I am thinking of installing a Vent Hood in my kitchen and planning to drill a big hole on the wall (brick wall I guess) so that the exhaust pipe can go out.
My friend at work says that I would need a diamond core drill to make things lots easier. I am here to ask that is it the case? Are there some online tutorials that I can read before I start to terror my kitchen?
Yes, but you don't need one, you don't even need a drill - just a chisel and hammer - but it will make life a LOT easier if you use one.... They can be hired so you don't need to buy anything (unless you bugger up the tool).
How big a hole do you need? For up to about 110mm you might get away with a core drill in a 'domestic' SDS drill, but for anything bigger you'll need to hire a professional tool.
You need to start with a long thin drill which will go right through the wall, and use this to drill a pilot hole on the centreline of your large hole. Then drill from both sides through as far as the cavity, and the two large holes will line up ok.
The alternative - which will also work with holes larger than 110mm - is to drill a ring of small (6 or 8mm) holes and then use a cold chisel to break out the bits between the perforations. This isn't quite so neat as using a core drill, but there's likely to be some sort of bezel on the outside which will hide any slight roughness in the hole. Again, drill a pilot hole right the way through and then mark out the large hole on each side of the wall, centred on the pilot. Then drill a ring of holes - as close together as you can get them - from each side, through to the cavity in each case. An SDS drill will make light work of this.
You can also use an SDS in 'chisel' mode (if it has rotation stop) to break out the brick once you have chain drilled it. With a bit of care you can get very neat holes doing this.
Agreed. However, most core drills that I've seen seem to come with an SDS-type fluted shaft, so you need to drive them with an SDS drill - albeit in rotation-only mode.
I've never used them myself, but have seen core drills with SDS shanks on market stalls, and have wondered about getting one. What exactly is the problem?
Nothing. I have used them, without the hammer on. It worked fine. As long as the drill has a very slow speed, which most SDS drill have, and a clutch, then no problems. I can't see what Stumbo is on about.
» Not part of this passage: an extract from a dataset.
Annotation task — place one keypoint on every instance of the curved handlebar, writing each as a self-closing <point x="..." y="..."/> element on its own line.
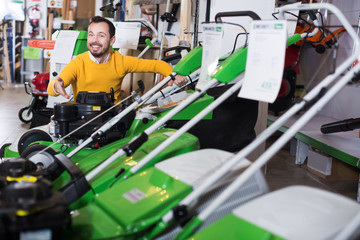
<point x="251" y="14"/>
I did this recently for a vent hose (110mm I think) for a dryer. Being somewhat cheap and preferring muscle over money I did it this way:
- Measured from a window to have a common reference point on both sides of the wall
- Knocked off the exterior pebbledash with a hammer, brick bolster (basically a big flat chisel) to find the cement between the bricks
- Drilled a bunch of holes in the cement with an ordinary masonry drill bit (cement was much softer than brick)
- Based the crap out of it with a BIG hammer and a 12" cold chisel
This got me through the exterior wall. When I reached the inner wall (other side of the cavity) I just kept bashing away at the cement with the cold chisel. Once I got "good" at it, only took about 30 minutes.
The thing I liked was that I felt there was reasonable control - I wasn't taking unnecessarily huge chunks of wall out.
Then I inserted the pipe, filled the gap around it with foam, plastered over the foam, sanded, and painted! Voila.
There may be a more professional method, but this worked.
I don't know about John's experiance, but my own experiance has been mixed. I bought a TCT core drill. It is fine for going through early 1900's commons bricks. Tried drilling through the wall of a 1990 house and it took me an hour. OK, the bricks are more like engineering bricks. Out of curiosity, I put a power meter on my 1100W Metabo, and it was managing to deliver about
750W in top gear. At slow speed it did nothing noticable in the way of cutting at all. Having broken through the outer wall, it then went though the inner wall in about 2 seconds, which came as a bit of a surprise. More recently I had another hole to do, and I did it by removing some bricks (drill out out the mortar), cutting the bricks to shape, and mortaring them back in again. It was much easier. On softer commons, I would still use a core drill. Drilling postage stamp perforations and knocking out the middle is another technique I have used a number of times over the years too.
I did wonder if a diamond core drill would have been better. I couldn't find anything which gave the pro's and con's of TCT verses diamond when I bought mine.